FAQ & Troubleshooting

Frequently Asked Questions (FAQ)

  • The name / shared name columns in my Cytoscape export show numeric IDs, not my original FASTA headers.

    These columns are internal network node identifiers used by Cytoscape — they are not genome identifiers. The original FASTA sequence IDs are preserved in the GenomeName column for all user sequences (Reference=False). For reference genomes (Reference=True), GenomeName contains the NCBI genome name from the database. To cross-reference the Cytoscape export with final_assignments.csv, join on GenomeName.

  • Re-running my dataset from scratch yielded slightly different results than resuming a previous run using the same dataset!

    This is the result of the non-deterministic nature of MMSeqs2 clustering. Everything "post"-clustering (i.e. after the profiles are generated) will result in identical results. Of course, though the absolute "value" of the taxonomy will be different, meaning the name and/or number of the novel group, the comparison will be symmetrical. So, genomes A, B and C might be "novel_X" in one run, but "novel_Y" in another.

  • Can I run vConTACT3 with only protein sequences?

    Yes. Provide a protein FASTA via --proteins and a gene-to-genome mapping via --gene2genome. A genome lengths file (--len-nucleotide) is optional — if omitted, Size (Kb) will be NaN in the output and the ANI export will be automatically disabled.

    vcontact3 run --proteins proteins.faa --gene2genome gene2genome.tsv --output results_dir

# With genome lengths (enables Size (Kb) in output and ANI export):
vcontact3 run --proteins proteins.faa --gene2genome gene2genome.tsv --len-nucleotide genome_lengths.tsv --output results_dir

  • My run fails with FileNotFoundError for my .faa file after the first identity level succeeds.

    The temporary file cleanup uses a glob pattern that matches any filename containing mmseq. If your input file includes that string (e.g. my-mmseqs-results.fna), derived files such as the predicted proteins (.faa) will be deleted at the end of the first identity pass and subsequent identity levels will fail. Renaming the input to omit mmseq from the filename resolves the issue.

  • Why did the novel prediction naming change in 3.1.5?

    vConTACT3 was not initially benchmarked against the upper ranks (kingdom --> class) and used the placeholder novel_<rank>_<#>_of_<parent_rank> to assign ranks where no official taxonomy existed. These assignments could lead to something like the following: "novel_genus_0_of_novel_subfamily_0_of_novel_family_0_of_novel_order_0_of_novel_class_0_of_novel_phylum_0_of_novel_kingdom_1233_of_default" This created two problems, 1) users unknowingly assumed that there were 1233 new kingdoms identified, and not simply that the sequence in 1233 might be in a different kingdom than a sequence in 1234, and 2) the text itself is lengthly and implies a hierarchical structure that might not be grounded in biology.

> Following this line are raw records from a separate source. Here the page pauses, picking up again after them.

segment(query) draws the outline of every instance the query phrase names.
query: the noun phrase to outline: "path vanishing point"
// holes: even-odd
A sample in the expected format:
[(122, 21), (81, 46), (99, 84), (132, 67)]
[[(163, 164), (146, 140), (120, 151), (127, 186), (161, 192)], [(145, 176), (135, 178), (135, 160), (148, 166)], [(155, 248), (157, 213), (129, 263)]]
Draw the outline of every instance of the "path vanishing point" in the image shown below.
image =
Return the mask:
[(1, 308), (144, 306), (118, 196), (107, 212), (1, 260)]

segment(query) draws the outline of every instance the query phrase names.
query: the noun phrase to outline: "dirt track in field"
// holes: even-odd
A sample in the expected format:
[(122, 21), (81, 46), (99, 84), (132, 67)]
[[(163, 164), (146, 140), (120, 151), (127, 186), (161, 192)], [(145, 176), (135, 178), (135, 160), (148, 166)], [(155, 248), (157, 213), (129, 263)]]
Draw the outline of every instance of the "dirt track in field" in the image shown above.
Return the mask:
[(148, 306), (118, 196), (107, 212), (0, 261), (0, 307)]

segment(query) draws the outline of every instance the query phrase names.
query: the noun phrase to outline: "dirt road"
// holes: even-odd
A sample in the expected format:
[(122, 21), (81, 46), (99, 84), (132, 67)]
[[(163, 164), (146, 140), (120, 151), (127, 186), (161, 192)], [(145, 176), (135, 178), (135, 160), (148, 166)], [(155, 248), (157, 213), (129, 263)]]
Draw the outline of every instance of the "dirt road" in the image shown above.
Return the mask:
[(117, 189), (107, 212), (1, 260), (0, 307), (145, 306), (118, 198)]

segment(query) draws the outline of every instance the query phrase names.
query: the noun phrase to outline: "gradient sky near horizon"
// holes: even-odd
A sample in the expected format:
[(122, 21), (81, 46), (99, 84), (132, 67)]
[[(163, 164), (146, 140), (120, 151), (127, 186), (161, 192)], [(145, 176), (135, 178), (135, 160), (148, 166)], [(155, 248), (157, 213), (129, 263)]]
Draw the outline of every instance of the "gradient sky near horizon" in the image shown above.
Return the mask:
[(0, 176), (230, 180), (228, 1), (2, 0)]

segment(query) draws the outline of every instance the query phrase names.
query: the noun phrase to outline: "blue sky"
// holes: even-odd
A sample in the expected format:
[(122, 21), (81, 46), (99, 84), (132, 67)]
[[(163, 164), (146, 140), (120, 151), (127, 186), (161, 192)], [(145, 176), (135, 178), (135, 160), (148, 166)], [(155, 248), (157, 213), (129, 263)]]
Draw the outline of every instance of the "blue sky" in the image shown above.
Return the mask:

    The prediction now uses "unplaced_<rank>_within_<parent_rank>" for all the upper ranks, and then starts numbering at order. This will allow users to more easily group predictions and prevent over-interpretation of results. Additionally, references existing in upper ranks will be grouped at least by order.

Troubleshooting

Missing import TreeStyle

There is a known issue when installing ete3 through conda. Unfortunately, the bug persists on some systems (none of which I have access to). So, if you want to export dendrogram figures, you will need to install PyQt5 manually as well. This does not affect Newick-formatted dendrograms exports.

You can try the following:

python -m pip install PyQt5

Verify the location with --db-path if using a custom directory.

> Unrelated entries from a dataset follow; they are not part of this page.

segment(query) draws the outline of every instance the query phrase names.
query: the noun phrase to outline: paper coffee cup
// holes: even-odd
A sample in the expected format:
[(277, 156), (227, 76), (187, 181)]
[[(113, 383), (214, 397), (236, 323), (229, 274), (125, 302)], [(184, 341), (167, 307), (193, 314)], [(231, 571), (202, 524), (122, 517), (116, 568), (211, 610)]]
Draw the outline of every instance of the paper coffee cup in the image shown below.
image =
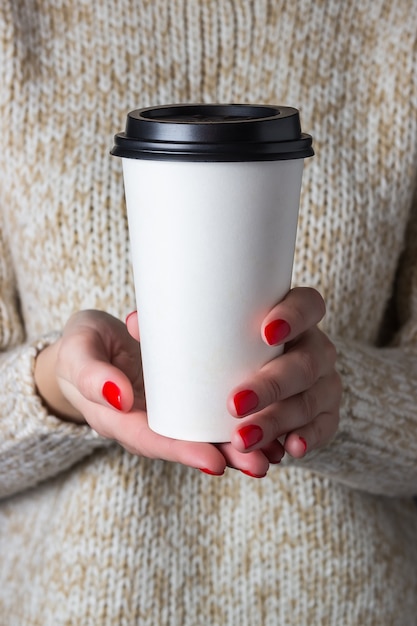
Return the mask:
[(230, 441), (232, 389), (276, 357), (261, 323), (290, 288), (303, 159), (298, 111), (132, 111), (123, 159), (149, 426)]

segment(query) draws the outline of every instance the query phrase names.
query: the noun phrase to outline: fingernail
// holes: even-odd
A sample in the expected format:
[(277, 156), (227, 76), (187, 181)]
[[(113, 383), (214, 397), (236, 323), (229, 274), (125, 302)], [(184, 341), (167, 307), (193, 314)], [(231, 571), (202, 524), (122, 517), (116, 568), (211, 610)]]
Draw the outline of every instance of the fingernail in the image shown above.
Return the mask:
[(270, 346), (284, 341), (291, 332), (290, 325), (285, 320), (274, 320), (265, 326), (264, 335)]
[(250, 424), (249, 426), (243, 426), (243, 428), (240, 428), (237, 432), (239, 433), (243, 441), (245, 450), (259, 443), (264, 436), (262, 428), (260, 426), (254, 426), (252, 424)]
[(134, 315), (135, 313), (136, 313), (136, 311), (131, 311), (130, 313), (128, 313), (128, 314), (126, 315), (125, 324), (127, 324), (128, 319), (129, 319), (129, 318), (131, 318), (131, 317), (132, 317), (132, 315)]
[(304, 439), (304, 437), (298, 437), (298, 439), (300, 440), (302, 446), (303, 446), (303, 454), (305, 454), (307, 452), (307, 441)]
[(256, 409), (259, 403), (259, 398), (254, 391), (244, 389), (243, 391), (238, 391), (233, 398), (233, 402), (236, 413), (239, 417), (241, 417), (242, 415), (249, 413), (249, 411)]
[(122, 410), (122, 396), (119, 387), (115, 383), (113, 383), (111, 380), (108, 380), (104, 383), (101, 392), (103, 394), (103, 398), (113, 408), (117, 409), (118, 411)]
[(265, 472), (265, 474), (253, 474), (252, 472), (249, 472), (249, 470), (240, 470), (242, 472), (242, 474), (246, 474), (247, 476), (250, 476), (251, 478), (265, 478), (267, 472)]
[(207, 469), (207, 467), (199, 467), (200, 472), (204, 472), (204, 474), (209, 474), (210, 476), (223, 476), (224, 470), (222, 472), (213, 472), (212, 470)]

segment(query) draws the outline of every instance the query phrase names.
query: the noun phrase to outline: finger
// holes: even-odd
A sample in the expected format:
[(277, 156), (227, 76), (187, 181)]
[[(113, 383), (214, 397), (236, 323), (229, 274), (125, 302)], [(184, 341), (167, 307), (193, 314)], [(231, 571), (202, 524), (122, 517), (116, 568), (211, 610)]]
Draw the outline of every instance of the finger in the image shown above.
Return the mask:
[[(303, 393), (291, 396), (242, 420), (241, 425), (233, 433), (232, 444), (242, 452), (264, 449), (270, 442), (289, 432), (298, 433), (322, 413), (337, 415), (339, 404), (340, 382), (338, 375), (334, 373), (319, 379), (313, 387)], [(334, 422), (335, 424), (330, 426), (336, 428), (336, 420)], [(314, 444), (319, 445), (319, 433), (316, 434)]]
[(296, 287), (263, 321), (261, 333), (268, 345), (280, 345), (298, 337), (318, 324), (326, 313), (326, 305), (318, 291)]
[(129, 334), (133, 337), (133, 339), (136, 339), (136, 341), (139, 341), (140, 337), (139, 337), (139, 323), (138, 323), (137, 311), (132, 311), (126, 317), (126, 328), (129, 331)]
[(269, 469), (269, 460), (263, 450), (254, 450), (252, 453), (243, 454), (230, 443), (216, 445), (229, 467), (240, 470), (252, 478), (263, 478), (266, 476)]
[(336, 349), (318, 328), (305, 333), (296, 346), (273, 359), (251, 379), (235, 388), (227, 400), (235, 417), (257, 413), (312, 387), (334, 370)]
[(132, 454), (182, 463), (218, 476), (225, 471), (225, 458), (216, 446), (163, 437), (149, 428), (145, 411), (116, 413), (104, 409), (91, 421), (94, 430), (118, 441)]
[(119, 411), (129, 411), (133, 406), (131, 381), (109, 362), (98, 334), (79, 333), (62, 344), (57, 372), (62, 392), (77, 409), (82, 398)]
[(320, 413), (312, 422), (289, 433), (285, 439), (285, 450), (294, 458), (328, 444), (337, 432), (339, 412)]

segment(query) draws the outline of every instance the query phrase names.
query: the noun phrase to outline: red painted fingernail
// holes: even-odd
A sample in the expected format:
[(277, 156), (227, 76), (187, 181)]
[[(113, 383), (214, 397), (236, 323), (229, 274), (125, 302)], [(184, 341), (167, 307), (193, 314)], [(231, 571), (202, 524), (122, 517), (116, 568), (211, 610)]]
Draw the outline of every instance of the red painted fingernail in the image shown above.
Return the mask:
[(253, 474), (252, 472), (249, 472), (249, 470), (240, 470), (242, 472), (242, 474), (246, 474), (247, 476), (250, 476), (251, 478), (265, 478), (266, 476), (266, 472), (265, 474)]
[(131, 318), (131, 317), (132, 317), (132, 315), (134, 315), (136, 312), (137, 312), (137, 311), (131, 311), (130, 313), (128, 313), (128, 314), (126, 315), (125, 324), (127, 324), (128, 319), (129, 319), (129, 318)]
[(274, 320), (265, 326), (264, 334), (270, 346), (276, 346), (284, 341), (291, 332), (290, 325), (285, 320)]
[(233, 398), (233, 402), (236, 413), (239, 417), (241, 417), (242, 415), (249, 413), (249, 411), (256, 409), (259, 403), (259, 398), (254, 391), (244, 389), (243, 391), (238, 391)]
[(108, 380), (104, 383), (101, 392), (103, 394), (103, 398), (113, 408), (117, 409), (118, 411), (122, 410), (122, 396), (119, 387), (115, 383), (113, 383), (111, 380)]
[(222, 472), (212, 472), (212, 470), (207, 469), (207, 467), (199, 467), (200, 472), (204, 472), (204, 474), (209, 474), (210, 476), (223, 476), (224, 470)]
[(260, 426), (254, 426), (252, 424), (249, 424), (249, 426), (243, 426), (243, 428), (239, 428), (237, 432), (239, 433), (243, 441), (245, 450), (259, 443), (264, 436), (262, 428)]
[(305, 454), (307, 452), (307, 441), (304, 439), (304, 437), (298, 437), (298, 439), (301, 441), (302, 445), (303, 445), (303, 454)]

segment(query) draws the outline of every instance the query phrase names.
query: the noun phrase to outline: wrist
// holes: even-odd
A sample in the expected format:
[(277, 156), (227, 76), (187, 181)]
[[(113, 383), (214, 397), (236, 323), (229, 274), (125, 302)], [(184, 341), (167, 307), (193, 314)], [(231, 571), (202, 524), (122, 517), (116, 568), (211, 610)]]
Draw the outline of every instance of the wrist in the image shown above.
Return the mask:
[(48, 411), (60, 419), (85, 423), (84, 417), (66, 399), (56, 376), (60, 339), (39, 352), (35, 361), (34, 379), (37, 392)]

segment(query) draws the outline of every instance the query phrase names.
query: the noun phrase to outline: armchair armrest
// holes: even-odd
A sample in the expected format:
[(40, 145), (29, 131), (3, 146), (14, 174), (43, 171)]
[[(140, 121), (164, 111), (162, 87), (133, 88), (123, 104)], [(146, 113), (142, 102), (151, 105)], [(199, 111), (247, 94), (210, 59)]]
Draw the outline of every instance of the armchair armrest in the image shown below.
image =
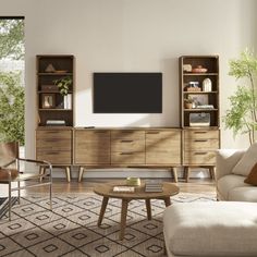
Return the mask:
[(220, 178), (231, 174), (232, 169), (245, 154), (242, 149), (219, 149), (216, 155), (216, 176)]
[[(48, 173), (44, 173), (41, 176), (46, 176), (46, 175), (50, 175), (50, 178), (52, 176), (52, 164), (49, 161), (45, 161), (45, 160), (34, 160), (34, 159), (25, 159), (25, 158), (16, 158), (17, 162), (20, 161), (24, 161), (24, 162), (30, 162), (30, 163), (36, 163), (39, 166), (45, 166), (48, 168)], [(20, 166), (20, 164), (19, 164)]]

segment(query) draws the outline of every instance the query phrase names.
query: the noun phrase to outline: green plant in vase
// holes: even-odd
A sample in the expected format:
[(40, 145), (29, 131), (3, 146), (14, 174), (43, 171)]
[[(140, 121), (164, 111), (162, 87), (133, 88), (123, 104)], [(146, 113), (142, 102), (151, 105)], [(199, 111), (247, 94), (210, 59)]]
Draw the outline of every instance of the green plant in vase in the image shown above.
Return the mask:
[(60, 94), (62, 96), (66, 96), (72, 85), (72, 78), (70, 76), (65, 76), (59, 79), (53, 81), (54, 85), (58, 87)]
[(235, 94), (231, 96), (231, 109), (227, 110), (223, 121), (227, 128), (237, 134), (248, 134), (249, 144), (256, 142), (257, 130), (257, 58), (245, 50), (241, 57), (230, 61), (229, 75), (241, 79)]

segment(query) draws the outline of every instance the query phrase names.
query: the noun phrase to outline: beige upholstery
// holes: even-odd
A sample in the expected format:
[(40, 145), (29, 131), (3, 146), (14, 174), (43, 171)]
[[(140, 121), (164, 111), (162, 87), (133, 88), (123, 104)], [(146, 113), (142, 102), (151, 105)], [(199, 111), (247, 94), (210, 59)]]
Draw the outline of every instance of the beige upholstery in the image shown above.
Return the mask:
[(257, 201), (257, 186), (244, 183), (246, 176), (232, 173), (244, 152), (244, 150), (218, 150), (216, 185), (219, 200)]
[(168, 256), (257, 256), (257, 205), (183, 203), (163, 215)]

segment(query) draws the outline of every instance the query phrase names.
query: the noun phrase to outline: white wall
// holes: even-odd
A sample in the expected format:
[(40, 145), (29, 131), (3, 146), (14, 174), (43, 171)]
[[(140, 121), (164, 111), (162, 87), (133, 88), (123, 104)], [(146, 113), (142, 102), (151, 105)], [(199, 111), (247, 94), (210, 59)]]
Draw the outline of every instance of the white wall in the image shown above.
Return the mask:
[[(35, 154), (36, 54), (76, 57), (76, 126), (179, 126), (178, 58), (219, 54), (221, 115), (235, 82), (228, 61), (257, 45), (255, 0), (0, 0), (24, 15), (26, 155)], [(162, 114), (94, 114), (93, 72), (162, 72)], [(246, 147), (222, 125), (222, 147)]]

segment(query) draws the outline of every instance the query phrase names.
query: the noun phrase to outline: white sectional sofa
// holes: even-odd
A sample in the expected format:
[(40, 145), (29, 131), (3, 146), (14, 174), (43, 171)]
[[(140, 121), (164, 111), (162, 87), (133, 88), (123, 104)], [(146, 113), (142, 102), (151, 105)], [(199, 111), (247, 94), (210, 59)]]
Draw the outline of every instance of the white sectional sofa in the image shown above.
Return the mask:
[(219, 200), (257, 203), (257, 186), (253, 186), (244, 182), (246, 175), (244, 175), (244, 171), (241, 172), (243, 167), (237, 167), (241, 170), (237, 169), (237, 172), (234, 172), (235, 166), (242, 160), (245, 152), (246, 150), (218, 150), (216, 185)]
[(169, 257), (256, 257), (257, 204), (174, 204), (164, 211), (163, 234)]

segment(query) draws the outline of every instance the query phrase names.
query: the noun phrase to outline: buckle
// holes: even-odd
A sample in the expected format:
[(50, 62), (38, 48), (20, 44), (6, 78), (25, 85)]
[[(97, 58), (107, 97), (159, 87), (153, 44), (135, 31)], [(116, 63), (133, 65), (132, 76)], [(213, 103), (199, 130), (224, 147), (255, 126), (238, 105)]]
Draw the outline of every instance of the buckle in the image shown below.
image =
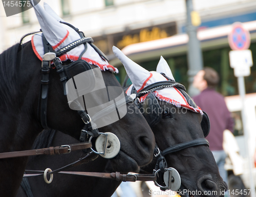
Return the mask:
[(68, 149), (68, 151), (69, 151), (69, 152), (67, 153), (65, 153), (66, 154), (67, 154), (68, 153), (70, 153), (70, 152), (71, 152), (71, 148), (70, 147), (70, 146), (69, 145), (61, 145), (60, 146), (61, 146), (61, 147), (69, 147)]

'/usr/bin/clang' failed with exit code 1

This is sorta generic, and there could be a lot of reasons. For THIS software specifically, it can occur if you try to install the packages (via pip) on Apple Silicon (M1 and m2). It might be for scikit-bio or numba or pandas...

You can try the following:

pip3 install --upgrade pip
python3 -m pip install --upgrade setuptools

High Memory Usage on Large Datasets

For more details, see memory usage

For large genome sets, memory consumption may spike. To mitigate this, you can use --reduce-memory to cast arrays to float16:

vcontact3 run --reduce-memory --nucleotide genomes.fna --output results_dir

Keep in mind that this is a stop-gap measure. While it will reduce memory by 50%, if memory consumption spikes from 60 GB to 600 GB, 50% of that is still 300 GB. Please consider running on a high-memory node for very large datasets.

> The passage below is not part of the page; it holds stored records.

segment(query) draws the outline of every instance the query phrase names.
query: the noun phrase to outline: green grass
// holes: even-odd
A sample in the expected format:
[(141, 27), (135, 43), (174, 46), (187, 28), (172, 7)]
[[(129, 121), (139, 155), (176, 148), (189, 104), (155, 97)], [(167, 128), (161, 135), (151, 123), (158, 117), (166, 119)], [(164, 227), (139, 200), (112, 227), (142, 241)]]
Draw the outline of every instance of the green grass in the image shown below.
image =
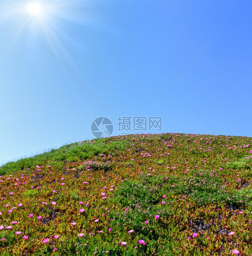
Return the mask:
[(7, 163), (0, 255), (250, 255), (252, 141), (120, 136)]

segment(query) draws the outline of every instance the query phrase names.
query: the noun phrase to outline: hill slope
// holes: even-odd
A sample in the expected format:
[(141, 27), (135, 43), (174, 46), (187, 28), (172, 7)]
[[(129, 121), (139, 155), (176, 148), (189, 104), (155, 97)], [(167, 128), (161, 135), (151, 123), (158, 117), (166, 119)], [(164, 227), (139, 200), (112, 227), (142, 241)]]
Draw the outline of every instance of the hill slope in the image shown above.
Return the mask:
[(0, 167), (1, 255), (251, 255), (252, 139), (72, 144)]

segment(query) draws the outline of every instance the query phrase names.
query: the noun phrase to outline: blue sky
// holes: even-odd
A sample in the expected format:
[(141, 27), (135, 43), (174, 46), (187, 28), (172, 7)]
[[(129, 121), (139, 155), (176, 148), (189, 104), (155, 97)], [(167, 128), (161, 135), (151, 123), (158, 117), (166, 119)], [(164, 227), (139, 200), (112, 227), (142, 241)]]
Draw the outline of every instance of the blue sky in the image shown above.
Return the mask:
[[(94, 138), (99, 117), (112, 135), (252, 137), (251, 1), (31, 2), (0, 0), (0, 165)], [(118, 131), (120, 116), (162, 129)]]

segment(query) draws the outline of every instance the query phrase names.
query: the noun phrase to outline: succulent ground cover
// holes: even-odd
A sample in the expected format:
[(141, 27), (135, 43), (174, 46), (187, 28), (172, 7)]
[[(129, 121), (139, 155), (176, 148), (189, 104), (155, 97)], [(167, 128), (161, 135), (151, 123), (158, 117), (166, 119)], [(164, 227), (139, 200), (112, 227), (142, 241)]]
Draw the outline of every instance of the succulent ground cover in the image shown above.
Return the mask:
[(8, 163), (0, 255), (251, 255), (252, 144), (134, 135)]

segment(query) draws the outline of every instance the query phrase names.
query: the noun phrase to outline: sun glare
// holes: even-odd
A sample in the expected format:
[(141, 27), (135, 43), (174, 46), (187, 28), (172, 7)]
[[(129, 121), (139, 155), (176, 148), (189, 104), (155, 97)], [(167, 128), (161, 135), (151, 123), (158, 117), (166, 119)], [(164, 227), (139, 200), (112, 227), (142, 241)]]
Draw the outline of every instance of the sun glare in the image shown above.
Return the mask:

Slow Performance on D3js Exports

Exporting large networks for D3js visualization can be memory-consuming and challenging for even the best browsers to render.

  • Use --breaks to split networks into smaller chunks:

    vcontact3 run --breaks 5 --nucleotide genomes.fna --output results_dir --exports d3js

Be aware that this does not split network components, but helps manage file size and rendering. Since it doesn't split components, that also means if a component has 100K members, you'll always get a 100K-member network.